La Polizia di Stato ha denunciato due persone, una 26enne per truffa e un 25enne per ricettazione, al termine di un’attività investigativa avviata a seguito di una truffa ai danni di un anziano.
In particolare, gli agenti della Questura di Crotone sono intervenuti presso l’abitazione della vittima dopo la segnalazione di una possibile truffa. Giunti sul posto, i poliziotti sono stati avvicinati dall’anziano, il quale ha riferito di aver ricevuto una telefonata da un soggetto che, qualificandosi falsamente come appartenente all’Arma dei Carabinieri, lo aveva informato che una “collega” si sarebbe recata presso la sua abitazione per effettuare alcuni controlli.
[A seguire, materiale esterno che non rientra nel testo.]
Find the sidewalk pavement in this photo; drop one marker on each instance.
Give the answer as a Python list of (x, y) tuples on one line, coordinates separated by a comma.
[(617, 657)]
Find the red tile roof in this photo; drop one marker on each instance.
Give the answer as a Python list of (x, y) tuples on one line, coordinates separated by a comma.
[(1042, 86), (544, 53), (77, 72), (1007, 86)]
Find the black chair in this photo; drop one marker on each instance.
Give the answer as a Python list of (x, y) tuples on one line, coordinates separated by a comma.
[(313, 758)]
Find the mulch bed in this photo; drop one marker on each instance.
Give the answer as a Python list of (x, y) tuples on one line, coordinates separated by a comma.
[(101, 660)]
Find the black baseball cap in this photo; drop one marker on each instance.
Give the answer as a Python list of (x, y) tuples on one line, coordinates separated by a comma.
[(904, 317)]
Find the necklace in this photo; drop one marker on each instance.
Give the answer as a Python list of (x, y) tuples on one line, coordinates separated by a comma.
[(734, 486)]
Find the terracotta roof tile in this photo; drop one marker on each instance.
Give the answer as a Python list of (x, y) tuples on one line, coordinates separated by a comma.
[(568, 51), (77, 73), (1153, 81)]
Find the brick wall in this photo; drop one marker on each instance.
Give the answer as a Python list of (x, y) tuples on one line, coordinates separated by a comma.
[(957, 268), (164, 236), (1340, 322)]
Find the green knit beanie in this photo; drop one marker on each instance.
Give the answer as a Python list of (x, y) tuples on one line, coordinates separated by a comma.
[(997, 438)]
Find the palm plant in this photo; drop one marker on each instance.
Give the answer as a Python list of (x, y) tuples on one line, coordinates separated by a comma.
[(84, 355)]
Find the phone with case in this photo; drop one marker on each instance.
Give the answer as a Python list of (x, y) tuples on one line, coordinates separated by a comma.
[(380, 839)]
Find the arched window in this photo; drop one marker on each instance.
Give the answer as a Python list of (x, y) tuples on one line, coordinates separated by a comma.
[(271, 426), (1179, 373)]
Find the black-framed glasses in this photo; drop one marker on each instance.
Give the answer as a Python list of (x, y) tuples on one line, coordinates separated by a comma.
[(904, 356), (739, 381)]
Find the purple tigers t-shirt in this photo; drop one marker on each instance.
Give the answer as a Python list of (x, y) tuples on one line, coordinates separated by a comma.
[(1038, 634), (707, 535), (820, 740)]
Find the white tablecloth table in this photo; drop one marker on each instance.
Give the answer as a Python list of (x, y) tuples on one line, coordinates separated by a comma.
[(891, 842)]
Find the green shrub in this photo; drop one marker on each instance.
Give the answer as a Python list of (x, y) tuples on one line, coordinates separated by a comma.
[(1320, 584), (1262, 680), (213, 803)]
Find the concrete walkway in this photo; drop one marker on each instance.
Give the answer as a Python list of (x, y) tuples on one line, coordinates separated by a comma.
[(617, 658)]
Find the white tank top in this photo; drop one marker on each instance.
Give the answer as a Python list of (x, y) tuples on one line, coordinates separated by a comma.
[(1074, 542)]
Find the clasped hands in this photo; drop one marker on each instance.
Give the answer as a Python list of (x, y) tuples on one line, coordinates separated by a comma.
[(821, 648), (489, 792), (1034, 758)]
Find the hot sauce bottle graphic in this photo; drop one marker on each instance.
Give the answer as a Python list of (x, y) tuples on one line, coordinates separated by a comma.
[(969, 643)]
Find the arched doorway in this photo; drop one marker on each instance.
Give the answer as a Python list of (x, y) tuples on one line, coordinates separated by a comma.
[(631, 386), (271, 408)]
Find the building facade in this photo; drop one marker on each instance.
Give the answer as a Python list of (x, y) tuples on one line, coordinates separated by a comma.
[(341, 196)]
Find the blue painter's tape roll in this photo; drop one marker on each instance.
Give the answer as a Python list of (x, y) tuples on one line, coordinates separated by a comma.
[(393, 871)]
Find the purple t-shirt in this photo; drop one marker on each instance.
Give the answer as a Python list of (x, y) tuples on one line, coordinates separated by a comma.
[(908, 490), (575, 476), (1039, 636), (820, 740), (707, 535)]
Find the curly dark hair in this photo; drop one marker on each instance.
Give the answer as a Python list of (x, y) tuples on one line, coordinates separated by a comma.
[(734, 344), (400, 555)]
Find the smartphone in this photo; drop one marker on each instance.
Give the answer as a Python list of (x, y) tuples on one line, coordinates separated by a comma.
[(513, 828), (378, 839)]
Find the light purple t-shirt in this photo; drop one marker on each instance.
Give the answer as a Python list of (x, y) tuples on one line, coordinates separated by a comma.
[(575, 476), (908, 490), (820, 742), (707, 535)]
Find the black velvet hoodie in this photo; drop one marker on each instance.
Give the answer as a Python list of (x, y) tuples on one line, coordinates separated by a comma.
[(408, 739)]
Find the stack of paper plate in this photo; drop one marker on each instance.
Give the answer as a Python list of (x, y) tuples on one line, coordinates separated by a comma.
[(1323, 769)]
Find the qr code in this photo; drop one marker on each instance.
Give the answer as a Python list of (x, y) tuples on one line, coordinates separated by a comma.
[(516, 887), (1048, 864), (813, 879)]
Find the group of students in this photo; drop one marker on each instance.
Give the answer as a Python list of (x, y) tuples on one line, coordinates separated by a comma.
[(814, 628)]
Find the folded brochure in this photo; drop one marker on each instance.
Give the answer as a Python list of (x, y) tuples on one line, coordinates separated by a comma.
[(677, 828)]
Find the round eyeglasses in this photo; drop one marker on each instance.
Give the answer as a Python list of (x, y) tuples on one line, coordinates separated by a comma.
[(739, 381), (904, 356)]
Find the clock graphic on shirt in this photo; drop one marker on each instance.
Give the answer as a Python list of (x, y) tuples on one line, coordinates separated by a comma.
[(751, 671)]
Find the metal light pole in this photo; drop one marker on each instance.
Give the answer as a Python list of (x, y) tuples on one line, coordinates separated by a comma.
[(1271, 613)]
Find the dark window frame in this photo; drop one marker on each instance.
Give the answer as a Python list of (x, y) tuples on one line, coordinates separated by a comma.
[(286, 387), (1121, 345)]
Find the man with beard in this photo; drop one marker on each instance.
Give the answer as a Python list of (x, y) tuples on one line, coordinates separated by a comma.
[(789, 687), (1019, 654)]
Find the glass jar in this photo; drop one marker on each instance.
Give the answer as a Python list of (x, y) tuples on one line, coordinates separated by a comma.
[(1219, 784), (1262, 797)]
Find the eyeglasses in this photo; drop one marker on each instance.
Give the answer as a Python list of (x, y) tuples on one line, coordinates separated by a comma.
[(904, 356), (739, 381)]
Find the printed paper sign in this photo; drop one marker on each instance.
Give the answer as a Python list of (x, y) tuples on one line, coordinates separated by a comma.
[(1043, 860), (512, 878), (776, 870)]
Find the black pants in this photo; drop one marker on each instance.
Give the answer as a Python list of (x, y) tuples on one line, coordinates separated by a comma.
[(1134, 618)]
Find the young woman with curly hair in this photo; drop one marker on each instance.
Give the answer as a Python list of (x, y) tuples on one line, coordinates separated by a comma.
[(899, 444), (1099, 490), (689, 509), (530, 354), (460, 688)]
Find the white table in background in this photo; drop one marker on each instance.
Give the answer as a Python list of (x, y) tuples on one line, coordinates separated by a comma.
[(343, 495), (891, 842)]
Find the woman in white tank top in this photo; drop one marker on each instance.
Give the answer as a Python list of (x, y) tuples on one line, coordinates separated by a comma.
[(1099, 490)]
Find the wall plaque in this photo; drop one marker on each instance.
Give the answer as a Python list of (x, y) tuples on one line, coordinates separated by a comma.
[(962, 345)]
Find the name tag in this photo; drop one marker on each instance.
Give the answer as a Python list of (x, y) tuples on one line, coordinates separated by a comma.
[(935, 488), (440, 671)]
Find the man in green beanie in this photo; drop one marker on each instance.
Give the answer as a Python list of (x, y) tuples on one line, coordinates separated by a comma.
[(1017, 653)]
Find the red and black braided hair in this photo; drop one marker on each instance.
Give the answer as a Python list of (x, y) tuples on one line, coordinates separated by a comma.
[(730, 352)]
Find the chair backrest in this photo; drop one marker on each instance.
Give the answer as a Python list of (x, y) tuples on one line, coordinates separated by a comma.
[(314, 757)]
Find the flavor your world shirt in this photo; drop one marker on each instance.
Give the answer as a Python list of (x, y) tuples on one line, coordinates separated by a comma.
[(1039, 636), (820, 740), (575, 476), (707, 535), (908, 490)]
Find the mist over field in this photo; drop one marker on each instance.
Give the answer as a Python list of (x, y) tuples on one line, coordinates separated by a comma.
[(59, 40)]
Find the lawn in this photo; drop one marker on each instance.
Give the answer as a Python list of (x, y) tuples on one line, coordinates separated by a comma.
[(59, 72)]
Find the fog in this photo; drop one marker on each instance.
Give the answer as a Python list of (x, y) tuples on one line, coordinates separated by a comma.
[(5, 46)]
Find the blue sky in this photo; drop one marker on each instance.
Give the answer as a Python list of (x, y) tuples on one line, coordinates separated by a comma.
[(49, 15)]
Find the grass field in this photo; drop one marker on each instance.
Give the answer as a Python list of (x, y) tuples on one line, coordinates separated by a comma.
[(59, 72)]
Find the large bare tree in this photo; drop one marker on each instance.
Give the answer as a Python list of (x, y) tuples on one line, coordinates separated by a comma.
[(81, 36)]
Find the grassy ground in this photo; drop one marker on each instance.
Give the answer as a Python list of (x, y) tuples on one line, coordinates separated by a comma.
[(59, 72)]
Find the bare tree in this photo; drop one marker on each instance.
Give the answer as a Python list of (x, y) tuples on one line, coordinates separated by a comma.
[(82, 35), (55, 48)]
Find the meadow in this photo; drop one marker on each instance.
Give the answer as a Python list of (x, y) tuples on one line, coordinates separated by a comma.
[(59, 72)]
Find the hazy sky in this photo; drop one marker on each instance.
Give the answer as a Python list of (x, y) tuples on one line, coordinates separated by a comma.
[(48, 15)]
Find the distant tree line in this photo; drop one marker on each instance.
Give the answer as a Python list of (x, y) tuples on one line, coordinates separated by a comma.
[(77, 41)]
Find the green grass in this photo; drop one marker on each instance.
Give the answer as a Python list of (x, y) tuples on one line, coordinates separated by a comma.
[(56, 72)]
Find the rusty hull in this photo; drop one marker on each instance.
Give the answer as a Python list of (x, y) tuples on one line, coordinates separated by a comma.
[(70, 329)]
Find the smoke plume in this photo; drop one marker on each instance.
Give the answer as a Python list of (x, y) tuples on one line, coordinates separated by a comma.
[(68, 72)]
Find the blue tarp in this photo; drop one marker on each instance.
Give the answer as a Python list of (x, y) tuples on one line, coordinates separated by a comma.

Poco dopo si è presentata una donna che, con artifizi e raggiri, è riuscita a convincere l’anziano a consegnarle i monili in oro custoditi in casa, unitamente a del denaro contante, per poi allontanarsi rapidamente a bordo di un’autovettura.
Le immediate attività investigative avviate dalla Squadra Mobile e dalle Volanti di Crotone hanno consentito di rintracciare il veicolo segnalato in Provincia di Napoli, dove gli agenti della Squadra Mobile di Napoli e del Commissariato di Portici-Ercolano sono riusciti a rintracciare ed identificare la donna. Durante il controllo, la donna ha dichiarato di aver già ceduto i preziosi ad un uomo. L’attività investigativa avviata nell’immediatezza ha consentito di rintracciare anche l’uomo il quale ha riferito di aver a sua volta venduto i monili ad una terza persona.
Al termine delle attività, la donna è stata denunciata per truffa, mentre l’uomo è stato deferito all’Autorità Giudiziaria per il reato di ricettazione.
L’operazione rappresenta il risultato di un’efficace e tempestiva sinergia investigativa tra la Questura di Crotone e gli uffici della Polizia di Stato di Napoli. La stretta collaborazione istituzionale tra i due uffici ha consentito, in tempi rapidi, di individuare e bloccare i responsabili, confermando l’importanza del coordinamento operativo tra le articolazioni territoriali della Polizia di Stato per il contrasto ai reati ai danni delle fasce più vulnerabili della popolazione.
La Polizia di Stato invita tutta la cittadinanza a prestare la massima attenzione al crescente fenomeno delle truffe. Si ribadisce con fermezza che la Polizia di Stato non richiede mai pagamenti di denaro ed eventuali comunicazioni ufficiali vengono effettuate esclusivamente attraverso canali istituzionali mediante la convocazione diretta degli interessati presso gli Uffici di Polizia. Si invita pertanto la cittadinanza a contattare immediatamente le Forze dell’Ordine in caso di dubbi o chiamate sospette.